5. L'exécution du présent arrêt, qui annule la décision de refus de titre de séjour du

18 janvier 2021, implique nécessairement, compte tenu de son motif et en l'absence au dossier de tout élément indiquant que la situation de la requérante se serait modifiée, en droit ou en fait, depuis l'intervention de l'arrêté en litige, la délivrance à Mme C d'une carte de séjour temporaire portant la mention " vie privée et familiale ". Dès lors, il y a lieu d'enjoindre au préfet des Bouches-du-Rhône de délivrer à l'intéressée un tel titre de séjour dans un délai fixé, dans les circonstances de l'espèce, à deux mois à compter de la notification du présent arrêt.

Sur les frais liés au litige :

6. Mme C a obtenu le bénéfice de l'aide juridictionnelle totale.

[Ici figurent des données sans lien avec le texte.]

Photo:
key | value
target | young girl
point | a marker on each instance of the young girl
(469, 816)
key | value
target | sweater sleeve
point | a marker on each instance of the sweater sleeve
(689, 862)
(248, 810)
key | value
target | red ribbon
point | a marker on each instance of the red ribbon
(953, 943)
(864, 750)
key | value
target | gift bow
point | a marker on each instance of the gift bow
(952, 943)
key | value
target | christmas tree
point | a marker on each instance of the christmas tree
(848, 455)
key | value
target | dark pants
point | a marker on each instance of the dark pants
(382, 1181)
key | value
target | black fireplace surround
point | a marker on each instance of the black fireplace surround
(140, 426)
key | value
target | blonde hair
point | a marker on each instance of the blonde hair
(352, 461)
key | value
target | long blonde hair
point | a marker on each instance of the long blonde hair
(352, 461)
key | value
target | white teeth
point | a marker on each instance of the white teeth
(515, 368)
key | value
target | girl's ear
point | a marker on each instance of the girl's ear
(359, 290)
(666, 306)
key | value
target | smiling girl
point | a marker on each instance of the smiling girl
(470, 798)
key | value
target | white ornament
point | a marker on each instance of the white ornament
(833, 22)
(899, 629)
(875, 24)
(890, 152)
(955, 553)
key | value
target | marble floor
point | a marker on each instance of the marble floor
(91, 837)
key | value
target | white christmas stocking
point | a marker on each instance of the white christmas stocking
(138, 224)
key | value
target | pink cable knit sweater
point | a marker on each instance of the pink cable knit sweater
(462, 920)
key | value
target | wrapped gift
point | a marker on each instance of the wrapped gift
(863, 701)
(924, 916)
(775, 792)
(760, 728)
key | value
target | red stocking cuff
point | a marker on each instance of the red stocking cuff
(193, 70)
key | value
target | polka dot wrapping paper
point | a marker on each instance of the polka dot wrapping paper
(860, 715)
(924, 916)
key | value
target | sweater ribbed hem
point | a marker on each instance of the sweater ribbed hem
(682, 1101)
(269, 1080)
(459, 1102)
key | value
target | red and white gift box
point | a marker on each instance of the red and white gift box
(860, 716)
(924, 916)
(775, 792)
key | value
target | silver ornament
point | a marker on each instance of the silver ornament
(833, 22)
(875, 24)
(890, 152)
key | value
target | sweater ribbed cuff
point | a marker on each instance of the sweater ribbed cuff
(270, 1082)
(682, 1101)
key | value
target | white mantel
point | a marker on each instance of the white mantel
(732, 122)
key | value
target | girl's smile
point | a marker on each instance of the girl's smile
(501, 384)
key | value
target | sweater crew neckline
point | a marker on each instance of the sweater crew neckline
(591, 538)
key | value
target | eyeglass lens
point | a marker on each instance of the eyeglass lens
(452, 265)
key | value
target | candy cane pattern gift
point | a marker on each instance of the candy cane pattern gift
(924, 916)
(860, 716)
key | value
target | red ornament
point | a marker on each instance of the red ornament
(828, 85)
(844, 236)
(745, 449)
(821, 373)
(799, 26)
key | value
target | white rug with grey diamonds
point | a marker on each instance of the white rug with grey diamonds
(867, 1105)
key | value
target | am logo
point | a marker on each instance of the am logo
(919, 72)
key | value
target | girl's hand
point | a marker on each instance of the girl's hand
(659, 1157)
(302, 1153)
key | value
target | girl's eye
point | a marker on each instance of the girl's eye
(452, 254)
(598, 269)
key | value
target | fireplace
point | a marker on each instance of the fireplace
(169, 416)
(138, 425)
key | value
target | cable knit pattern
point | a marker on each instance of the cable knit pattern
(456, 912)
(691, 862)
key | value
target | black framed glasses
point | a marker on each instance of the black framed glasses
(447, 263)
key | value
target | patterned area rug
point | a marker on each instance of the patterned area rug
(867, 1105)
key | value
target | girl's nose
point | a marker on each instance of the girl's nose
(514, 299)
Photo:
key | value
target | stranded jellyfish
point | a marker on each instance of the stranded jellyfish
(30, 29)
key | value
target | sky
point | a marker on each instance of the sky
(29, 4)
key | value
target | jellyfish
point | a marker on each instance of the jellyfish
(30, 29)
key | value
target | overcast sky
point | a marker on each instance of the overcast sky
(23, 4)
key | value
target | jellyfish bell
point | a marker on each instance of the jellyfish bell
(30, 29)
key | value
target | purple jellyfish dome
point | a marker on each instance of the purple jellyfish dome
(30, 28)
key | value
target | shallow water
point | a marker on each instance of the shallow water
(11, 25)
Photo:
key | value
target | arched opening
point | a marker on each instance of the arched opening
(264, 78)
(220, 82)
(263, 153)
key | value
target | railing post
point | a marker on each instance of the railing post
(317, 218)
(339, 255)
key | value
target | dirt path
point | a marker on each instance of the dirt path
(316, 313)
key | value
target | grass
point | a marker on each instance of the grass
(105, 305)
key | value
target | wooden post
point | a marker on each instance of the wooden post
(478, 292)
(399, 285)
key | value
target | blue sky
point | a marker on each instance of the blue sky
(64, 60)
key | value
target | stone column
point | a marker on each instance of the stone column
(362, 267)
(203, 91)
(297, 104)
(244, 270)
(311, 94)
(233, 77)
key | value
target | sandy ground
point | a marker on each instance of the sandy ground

Par suite, son avocat peut se prévaloir des dispositions de l'article L. 761-1 du code de justice administrative et de celles de l'article 37 de la loi du 10 juillet 1991. Il y a lieu, dans les circonstances de l'espèce, et sous réserve que Me Carmier, avocat de Mme C, renonce à percevoir la somme correspondant à la part contributive de l'État, de mettre à la charge de l'Etat le versement à Me Carmier de la somme de 2 000 euros.

D É C I D E :

Article 1er : Le jugement n° 2104169 rendu le 23 septembre 2021 par le tribunal administratif de Marseille est annulé.

Article 2 : L'arrêté du 18 janvier 2021 du préfet des Bouches-du-Rhône est annulé.

Article 3 : Sous réserve d'un changement de circonstances de droit ou de fait y faisant obstacle, il est enjoint au préfet des Bouches-du-Rhône de délivrer à Mme C un titre de séjour portant la mention " vie privée et familiale " un délai de deux mois à compter de la notification du présent arrêt.

Article 4 : L'Etat versera la somme de 2 000 euros à Me Carmier, en application des dispositions de l'article L. 761-1 du code de justice administrative et de l'article 37 de la loi du 10 juillet 1991 relative à l'aide juridique, sous réserve qu'il renonce à percevoir la somme correspondant à la part contributive de l'Etat au titre de l'aide juridictionnelle.

Article 5 : Le présent arrêt sera notifié à Mme A C épouse D, à Me Carmier et au ministre de l'intérieur et des outre-mer.

Copie en sera adressée au préfet des Bouches-du-Rhône et au procureur de la République près le tribunal judiciaire de Marseille.

Délibéré après l'audience du 11 avril 2023, où siégeaient :

- M. Revert, président,

- M. Martin, premier conseiller,

- M. Lombart, premier conseiller.

Rendu public par mise à disposition au greffe le 15 mai 2023.